Is there a way to change your segments once you've made them? And do they just "disappear" when you know a segment is there because you made it? Or does Strava pick and choose segments or just drop them at random?

Made a segment along a trail last month and now it's gone. It's replaced with just an "A" and nothing else. It was there and another guy placed on it a few days later. It's an 18 mile trail segment round trip when I made it. Says it's been used 7 times and best time is me at 3 seconds. LOL.

Was in Lincoln and knew a segment was along part of the route and sped up hoping to break my time. When I loaded my ride, segment wasn't even there but it exists on the segment search.

Made another segment at a trail and should have shown up on Sunday, but nothing.

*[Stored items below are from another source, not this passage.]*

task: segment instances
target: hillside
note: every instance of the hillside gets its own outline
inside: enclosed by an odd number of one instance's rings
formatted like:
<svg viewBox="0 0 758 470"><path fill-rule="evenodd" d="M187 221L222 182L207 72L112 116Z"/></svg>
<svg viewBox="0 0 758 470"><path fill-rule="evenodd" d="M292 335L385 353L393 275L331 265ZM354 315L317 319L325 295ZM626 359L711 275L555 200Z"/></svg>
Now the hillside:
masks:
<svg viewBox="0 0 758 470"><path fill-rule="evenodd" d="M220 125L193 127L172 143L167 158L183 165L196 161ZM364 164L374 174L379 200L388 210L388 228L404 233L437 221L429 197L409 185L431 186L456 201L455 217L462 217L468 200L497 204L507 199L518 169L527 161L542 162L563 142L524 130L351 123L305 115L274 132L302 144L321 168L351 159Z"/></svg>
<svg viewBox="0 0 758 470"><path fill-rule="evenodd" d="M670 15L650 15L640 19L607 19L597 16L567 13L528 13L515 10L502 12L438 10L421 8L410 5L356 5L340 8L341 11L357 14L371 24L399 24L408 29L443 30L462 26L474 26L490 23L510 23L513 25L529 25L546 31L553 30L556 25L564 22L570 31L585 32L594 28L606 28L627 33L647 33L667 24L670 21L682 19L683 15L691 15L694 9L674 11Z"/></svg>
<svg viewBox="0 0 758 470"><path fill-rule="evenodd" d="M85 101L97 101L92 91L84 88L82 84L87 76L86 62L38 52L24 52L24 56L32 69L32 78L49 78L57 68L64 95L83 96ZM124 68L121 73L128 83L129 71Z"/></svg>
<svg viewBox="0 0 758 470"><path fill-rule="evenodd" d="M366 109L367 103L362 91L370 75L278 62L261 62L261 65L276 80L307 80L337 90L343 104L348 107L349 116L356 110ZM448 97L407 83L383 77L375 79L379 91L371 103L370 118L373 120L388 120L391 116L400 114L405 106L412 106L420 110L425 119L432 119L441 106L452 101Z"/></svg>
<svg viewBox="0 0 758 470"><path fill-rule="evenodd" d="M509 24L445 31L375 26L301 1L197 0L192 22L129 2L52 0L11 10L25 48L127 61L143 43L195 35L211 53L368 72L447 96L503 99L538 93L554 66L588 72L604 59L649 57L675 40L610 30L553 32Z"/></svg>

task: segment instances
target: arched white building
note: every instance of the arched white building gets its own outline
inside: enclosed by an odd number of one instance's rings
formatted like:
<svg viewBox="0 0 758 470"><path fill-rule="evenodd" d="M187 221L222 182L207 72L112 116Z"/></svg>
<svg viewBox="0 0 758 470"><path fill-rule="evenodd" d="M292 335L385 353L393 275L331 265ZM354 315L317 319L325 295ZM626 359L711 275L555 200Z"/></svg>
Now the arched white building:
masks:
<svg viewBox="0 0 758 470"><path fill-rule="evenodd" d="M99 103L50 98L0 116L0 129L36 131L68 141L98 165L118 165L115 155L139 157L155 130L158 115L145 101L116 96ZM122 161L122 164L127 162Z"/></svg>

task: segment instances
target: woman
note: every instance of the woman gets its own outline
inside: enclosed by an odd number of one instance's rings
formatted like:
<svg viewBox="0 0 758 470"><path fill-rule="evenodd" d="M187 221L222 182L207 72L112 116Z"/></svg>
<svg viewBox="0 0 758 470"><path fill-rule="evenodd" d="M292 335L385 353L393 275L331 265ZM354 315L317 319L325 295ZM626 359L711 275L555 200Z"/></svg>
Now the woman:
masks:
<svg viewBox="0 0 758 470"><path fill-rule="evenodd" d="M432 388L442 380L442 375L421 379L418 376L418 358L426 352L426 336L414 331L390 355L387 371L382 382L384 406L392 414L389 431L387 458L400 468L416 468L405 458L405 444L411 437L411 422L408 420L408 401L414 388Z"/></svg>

This app drives me nuts. I love the idea, but Strava seems to take great delight in making this a pain. 

Thanks for any help


----------



## Jdub (Jan 12, 2004)

I've never seen any segment of mine disappear. Have you looked on the website and gone to the "My Segments" tab that shows all the segments you created to see if they are there?

When you do a ride, sometimes less popular segments (no idea how popular is defined) aren't shown, but at the bottom of the screen it says something like "There are 8 hidden segments..." (See screenshots)


----------



## ghettocruiser (Jun 21, 2008)

A few segments I created about a year ago are no longer on my "created segments" page... they are still there with people racing up them, but I no longer have the ability to edit or rename them. Not sure who does.

The other problem sounds like GPS drift resulting in a missed segment match, (which happens now and then) if I read your question correctly.


----------



## Bethany1 (Jan 18, 2012)

Went to Strava's site and checked out their forums. Apparently Strava likes to drop segments. Not sure I can edit a segment I made as I wanted to change the start/end to keep it simple so it wasn't at the parking lot or end in the small park but where the trail actually starts/ends. Since it's vanished, I can't edit it if I could. It was there before because another person had beaten my time.

Did some more looking into that same ride since I use it frequently. Drift is really bad, but I'm going through cornfields, along the cliffs and through the trees. I would have redone the trail today, but since the foliage is dead I found a couple of ATV tracks that were hidden. Was nice to get off the beaten limestone path and explore.

After looking at another segment and with Strava's site, it appears that the segments are one direction not both ways. I had gone the "wrong" way by going south to north.

Drift is also bad on the mountain bike trail I ride with Nakedbabytoes and the directional thing since we went from the south trailhead up to the northern one. 

They probably make it so you can't edit so you can't mess with your stats.


----------



## Bethany1 (Jan 18, 2012)

Figured out how to change the segment. One of those "duh" moments. Hopefully it all updates soon.

Still not showing all my segments, but I'm too tired to care.


----------